Les plus jeunes, les plus faibles et les plus âgés étaient immédiatement envoyés à la mort dans les chambres à gaz.
Pour sa première visite vendredi dans cet ancien camp nazi situé dans la Pologne actuelle, Angela Merkel a reconnu qu'il lui était "tout sauf facile" de se tenir dans ce lieu en raison de "la honte profonde" qui l'habite face aux "crimes commis par des Allemands".
"Des crimes", a-t-elle insisté, la voix altérée par l'émotion, "qui dépassent les limites de ce qui est concevable".
Sur la rampe, la dirigeante allemande, née neuf ans après la fin de la Seconde guerre mondiale, s'arrête longuement devant un wagon à bestiaux, l'un de ceux qui ont transporté plus d'un million de personnes, principalement des Juifs, assassinées dans ce camp figé par un froid sibérien et dont l'étendue sidère les visiteurs.
Fils barbelés
Des baraques, encadrées de fils barbelés et de poteaux en béton, ponctuent le long quai où arrivaient les trains.
Des corbeaux planent au-dessus des arbres noirs et faméliques, le sol est parsemé de taches de neige verglacée. Une lumière blanche, rasante, éclaire l'entrée en briques rouges de Birkenau.
A quelques mètres de la chancelière sont exposées à ciel ouvert des photos en noir et blanc prises en 1944 par des SS allemands.

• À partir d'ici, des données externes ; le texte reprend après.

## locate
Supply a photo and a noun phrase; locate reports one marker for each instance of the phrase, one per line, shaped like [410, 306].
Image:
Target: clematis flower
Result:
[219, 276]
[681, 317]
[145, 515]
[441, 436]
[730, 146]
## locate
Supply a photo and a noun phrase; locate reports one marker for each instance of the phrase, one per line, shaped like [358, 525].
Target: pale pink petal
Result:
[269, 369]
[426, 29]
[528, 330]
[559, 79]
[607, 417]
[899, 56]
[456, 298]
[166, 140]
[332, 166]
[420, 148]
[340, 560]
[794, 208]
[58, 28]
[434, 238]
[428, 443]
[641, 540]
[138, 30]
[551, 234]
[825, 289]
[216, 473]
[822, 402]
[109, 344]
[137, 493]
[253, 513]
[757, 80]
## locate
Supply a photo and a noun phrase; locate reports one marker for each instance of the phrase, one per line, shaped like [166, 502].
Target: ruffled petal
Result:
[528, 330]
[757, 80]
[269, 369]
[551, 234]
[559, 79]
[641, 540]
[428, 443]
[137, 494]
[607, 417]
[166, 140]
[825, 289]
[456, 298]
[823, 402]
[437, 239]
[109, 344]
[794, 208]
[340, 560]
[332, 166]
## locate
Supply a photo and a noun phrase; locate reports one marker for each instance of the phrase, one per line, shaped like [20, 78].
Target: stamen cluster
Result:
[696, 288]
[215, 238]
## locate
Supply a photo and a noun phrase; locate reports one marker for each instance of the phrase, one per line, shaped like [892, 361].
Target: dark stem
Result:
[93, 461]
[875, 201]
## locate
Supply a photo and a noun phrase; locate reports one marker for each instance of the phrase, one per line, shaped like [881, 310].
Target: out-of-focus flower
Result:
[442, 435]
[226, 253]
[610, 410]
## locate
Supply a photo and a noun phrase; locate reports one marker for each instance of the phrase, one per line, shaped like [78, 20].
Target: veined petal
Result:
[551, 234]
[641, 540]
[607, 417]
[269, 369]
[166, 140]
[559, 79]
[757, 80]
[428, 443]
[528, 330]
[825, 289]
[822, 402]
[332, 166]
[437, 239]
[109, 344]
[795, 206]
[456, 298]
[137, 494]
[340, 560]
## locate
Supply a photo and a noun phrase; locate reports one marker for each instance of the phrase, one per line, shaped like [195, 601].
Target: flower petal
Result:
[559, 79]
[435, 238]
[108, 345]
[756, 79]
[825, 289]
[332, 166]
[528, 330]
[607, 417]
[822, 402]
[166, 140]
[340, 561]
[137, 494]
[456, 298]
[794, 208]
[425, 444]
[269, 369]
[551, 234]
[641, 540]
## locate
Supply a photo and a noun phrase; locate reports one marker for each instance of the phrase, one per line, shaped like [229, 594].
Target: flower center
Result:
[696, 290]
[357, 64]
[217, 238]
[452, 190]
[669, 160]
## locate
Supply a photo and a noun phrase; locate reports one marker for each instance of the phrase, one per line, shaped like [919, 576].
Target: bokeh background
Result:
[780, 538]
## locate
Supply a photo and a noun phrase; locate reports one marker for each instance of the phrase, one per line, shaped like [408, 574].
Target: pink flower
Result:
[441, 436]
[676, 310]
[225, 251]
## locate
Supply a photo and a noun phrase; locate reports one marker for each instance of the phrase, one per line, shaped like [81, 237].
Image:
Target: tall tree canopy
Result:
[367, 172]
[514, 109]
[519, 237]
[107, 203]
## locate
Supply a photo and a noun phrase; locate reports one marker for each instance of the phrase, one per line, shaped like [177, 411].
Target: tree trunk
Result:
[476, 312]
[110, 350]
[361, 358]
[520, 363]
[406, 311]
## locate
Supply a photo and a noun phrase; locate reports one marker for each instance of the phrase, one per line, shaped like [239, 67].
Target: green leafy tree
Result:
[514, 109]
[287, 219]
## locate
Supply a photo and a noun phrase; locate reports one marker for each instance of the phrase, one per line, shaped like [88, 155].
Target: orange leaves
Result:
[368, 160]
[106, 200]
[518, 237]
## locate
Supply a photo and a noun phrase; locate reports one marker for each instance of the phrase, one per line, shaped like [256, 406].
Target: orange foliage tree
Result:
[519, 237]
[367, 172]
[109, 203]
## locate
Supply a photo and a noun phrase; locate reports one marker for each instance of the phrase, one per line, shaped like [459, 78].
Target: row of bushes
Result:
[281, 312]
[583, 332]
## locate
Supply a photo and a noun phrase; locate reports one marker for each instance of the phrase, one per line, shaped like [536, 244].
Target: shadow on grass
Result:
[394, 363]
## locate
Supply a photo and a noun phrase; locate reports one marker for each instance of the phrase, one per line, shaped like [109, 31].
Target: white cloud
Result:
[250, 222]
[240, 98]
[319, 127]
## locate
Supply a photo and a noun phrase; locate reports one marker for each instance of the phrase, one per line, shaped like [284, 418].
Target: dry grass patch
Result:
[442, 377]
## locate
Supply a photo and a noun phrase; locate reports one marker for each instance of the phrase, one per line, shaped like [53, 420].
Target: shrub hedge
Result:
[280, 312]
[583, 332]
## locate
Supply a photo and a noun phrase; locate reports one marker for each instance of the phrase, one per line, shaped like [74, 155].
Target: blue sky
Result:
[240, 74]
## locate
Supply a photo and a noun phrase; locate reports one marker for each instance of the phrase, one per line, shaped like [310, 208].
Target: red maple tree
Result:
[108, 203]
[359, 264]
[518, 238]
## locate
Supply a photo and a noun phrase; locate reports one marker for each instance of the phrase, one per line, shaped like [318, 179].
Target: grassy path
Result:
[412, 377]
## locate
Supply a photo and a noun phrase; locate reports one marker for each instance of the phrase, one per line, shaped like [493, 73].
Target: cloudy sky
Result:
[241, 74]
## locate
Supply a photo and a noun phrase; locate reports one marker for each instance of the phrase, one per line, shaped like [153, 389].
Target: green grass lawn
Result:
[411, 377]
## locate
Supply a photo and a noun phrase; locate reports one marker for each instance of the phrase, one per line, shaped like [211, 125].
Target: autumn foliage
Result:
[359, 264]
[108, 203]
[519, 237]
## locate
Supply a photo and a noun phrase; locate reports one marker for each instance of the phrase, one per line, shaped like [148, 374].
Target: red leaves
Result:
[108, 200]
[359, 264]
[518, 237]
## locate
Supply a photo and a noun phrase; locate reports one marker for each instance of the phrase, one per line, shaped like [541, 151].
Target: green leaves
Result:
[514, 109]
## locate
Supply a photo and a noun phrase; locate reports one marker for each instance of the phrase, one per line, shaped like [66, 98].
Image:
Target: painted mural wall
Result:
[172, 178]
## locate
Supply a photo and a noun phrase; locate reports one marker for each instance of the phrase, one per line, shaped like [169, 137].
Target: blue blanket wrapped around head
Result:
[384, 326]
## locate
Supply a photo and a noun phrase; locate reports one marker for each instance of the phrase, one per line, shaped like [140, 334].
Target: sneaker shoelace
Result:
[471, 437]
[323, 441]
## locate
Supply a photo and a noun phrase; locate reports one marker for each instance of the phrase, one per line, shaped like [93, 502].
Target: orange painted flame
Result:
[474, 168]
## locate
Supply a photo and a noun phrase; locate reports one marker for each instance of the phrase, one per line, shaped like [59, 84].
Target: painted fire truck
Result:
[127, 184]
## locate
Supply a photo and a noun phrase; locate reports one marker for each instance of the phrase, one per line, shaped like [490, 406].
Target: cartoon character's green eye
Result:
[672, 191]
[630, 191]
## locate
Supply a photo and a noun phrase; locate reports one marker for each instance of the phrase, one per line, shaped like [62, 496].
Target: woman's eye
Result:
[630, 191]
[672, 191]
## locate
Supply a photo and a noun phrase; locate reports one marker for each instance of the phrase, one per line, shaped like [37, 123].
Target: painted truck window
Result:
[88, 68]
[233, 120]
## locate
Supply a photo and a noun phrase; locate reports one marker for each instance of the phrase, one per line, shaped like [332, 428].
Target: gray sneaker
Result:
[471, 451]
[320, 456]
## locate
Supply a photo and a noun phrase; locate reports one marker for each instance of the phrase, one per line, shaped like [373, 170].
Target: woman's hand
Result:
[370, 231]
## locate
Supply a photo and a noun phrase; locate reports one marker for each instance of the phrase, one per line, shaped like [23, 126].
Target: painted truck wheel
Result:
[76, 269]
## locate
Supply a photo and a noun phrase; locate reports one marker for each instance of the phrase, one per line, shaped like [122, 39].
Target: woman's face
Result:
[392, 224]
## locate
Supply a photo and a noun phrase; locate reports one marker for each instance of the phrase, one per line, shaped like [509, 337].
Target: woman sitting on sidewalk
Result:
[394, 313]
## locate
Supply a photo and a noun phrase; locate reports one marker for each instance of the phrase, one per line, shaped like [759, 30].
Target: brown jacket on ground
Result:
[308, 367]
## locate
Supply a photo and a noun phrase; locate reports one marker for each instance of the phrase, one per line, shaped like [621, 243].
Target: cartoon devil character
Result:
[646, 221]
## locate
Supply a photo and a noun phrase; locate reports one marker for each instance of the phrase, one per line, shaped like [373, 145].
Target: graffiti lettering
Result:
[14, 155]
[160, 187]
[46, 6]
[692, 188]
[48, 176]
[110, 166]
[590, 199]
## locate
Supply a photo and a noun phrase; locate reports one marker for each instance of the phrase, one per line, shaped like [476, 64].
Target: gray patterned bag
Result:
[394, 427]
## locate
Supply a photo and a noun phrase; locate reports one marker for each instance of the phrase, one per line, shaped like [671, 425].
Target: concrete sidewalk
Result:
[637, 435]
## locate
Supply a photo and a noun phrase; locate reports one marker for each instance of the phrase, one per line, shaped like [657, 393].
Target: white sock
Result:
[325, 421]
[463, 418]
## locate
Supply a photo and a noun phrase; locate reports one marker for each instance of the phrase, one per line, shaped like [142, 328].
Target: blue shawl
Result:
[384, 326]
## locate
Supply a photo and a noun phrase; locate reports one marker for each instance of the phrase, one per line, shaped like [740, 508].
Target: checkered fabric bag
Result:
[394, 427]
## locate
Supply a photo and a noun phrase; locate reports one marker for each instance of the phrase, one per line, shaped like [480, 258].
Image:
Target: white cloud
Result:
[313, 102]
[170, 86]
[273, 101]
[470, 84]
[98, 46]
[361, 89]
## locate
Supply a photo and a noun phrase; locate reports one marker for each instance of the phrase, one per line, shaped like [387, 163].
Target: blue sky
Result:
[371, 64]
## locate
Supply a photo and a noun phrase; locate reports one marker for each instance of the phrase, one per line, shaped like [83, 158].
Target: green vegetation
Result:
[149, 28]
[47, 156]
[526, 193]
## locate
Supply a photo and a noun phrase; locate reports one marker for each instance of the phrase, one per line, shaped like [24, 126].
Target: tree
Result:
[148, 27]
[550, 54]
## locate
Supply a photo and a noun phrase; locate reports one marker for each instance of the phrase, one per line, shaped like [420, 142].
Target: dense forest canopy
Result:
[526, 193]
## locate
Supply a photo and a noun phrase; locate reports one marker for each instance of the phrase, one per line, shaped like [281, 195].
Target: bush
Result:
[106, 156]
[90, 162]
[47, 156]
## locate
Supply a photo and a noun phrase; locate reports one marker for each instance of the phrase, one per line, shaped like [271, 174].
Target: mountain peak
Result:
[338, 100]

Ces clichés montrent des enfants, casquettes sur la tête, se tenant la main. "Des Juifs sélectionnés par les SS pour une mort immédiate dans les chambres à gaz du crématorium IV et V", explique la légende.
Parmi les enfants qui ont survécu à Auschwitz, Bogdan Bartnikowski, qui avait 12 ans lorsqu'il y fut déporté avec sa mère, après l'insurrection de Varsovie le 12 août 1944. Agé aujourd'hui de 87 ans, le vieil homme a raconté au cours d'une cérémonie les heures qui ont suivi son arrivée à Auschwitz et où il eut le sentiment de se retrouver dans une "antichambre de l'enfer".
"Ce fut un grand choc. Tout à coup j'ai dû me déshabiller (...) Toutes les femmes étaient nues, ma mère était nue", a-t-il expliqué.
"Pas d'autre issue"
Plus tard, des prisonniers promus kapos, chargés d'encadrer les déportés, lui diront, à lui et à d'autres enfants: "il n'y a ici qu'un chemin vers la liberté, celui qui passe par les cheminées", celles des fours crématoires.
Après ce témoignage bouleversant, Angela Merkel, accompagnée notamment du Premier ministre polonais Mateusz Morawiecki et de représentants de la communauté juive, a longé les ruines des chambres à gaz détruites par les nazis avant que l'Armée rouge ne libère Auschwitz-Birkenau le 27 janvier 1945.
Les soldats soviétiques y avaient découvert des milliers de détenus hagards, affamés, parmi lesquels l'écrivain italien Primo Levi.
Près de 75 ans plus tard, le camp continue d'attirer un nombre record de visiteurs. Parmi eux, des groupes scolaires qui franchissent, comme Angela Merkel en matinée, le portail surmonté de la sinistre devise nazie: "Arbeit macht frei" ("Le travail rend libre").
Pavel Chaloupecky, 40 ans, enseignant de français et d'anglais dans un lycée de Prague, effectue sa quatrième visite à Auschwitz.
"La première fois, ce fut un choc absolu. Auschwitz, c'est la suppression calculée et totale de l'humain", juge ce Praguois de 40 ans venu avec 35 élèves de terminale.
"A chaque visite, mon expérience devient plus intime. J'ai remarqué par exemple les marches d'escalier usées par les bottes des nazis. Je me suis dit que mes chaussures montaient sur les mêmes marches que ces gens", poursuit cet homme dont la grand-mère fut déportée à Auschwitz.
"Ma grand-mère ne parlait pas, elle avait peur de se retrouver face à une incompréhension totale", explique-t-il. Seuls les chiffres tatoués sur son avant-bras venaient rappeler son terrible destin.
A l'heure où sont en train de disparaître les derniers témoins de la Shoah, Angela Merkel a aussi rendu un hommage aux survivants qui ont témoigné "avec force et courage" de leur calvaire, durant des décennies.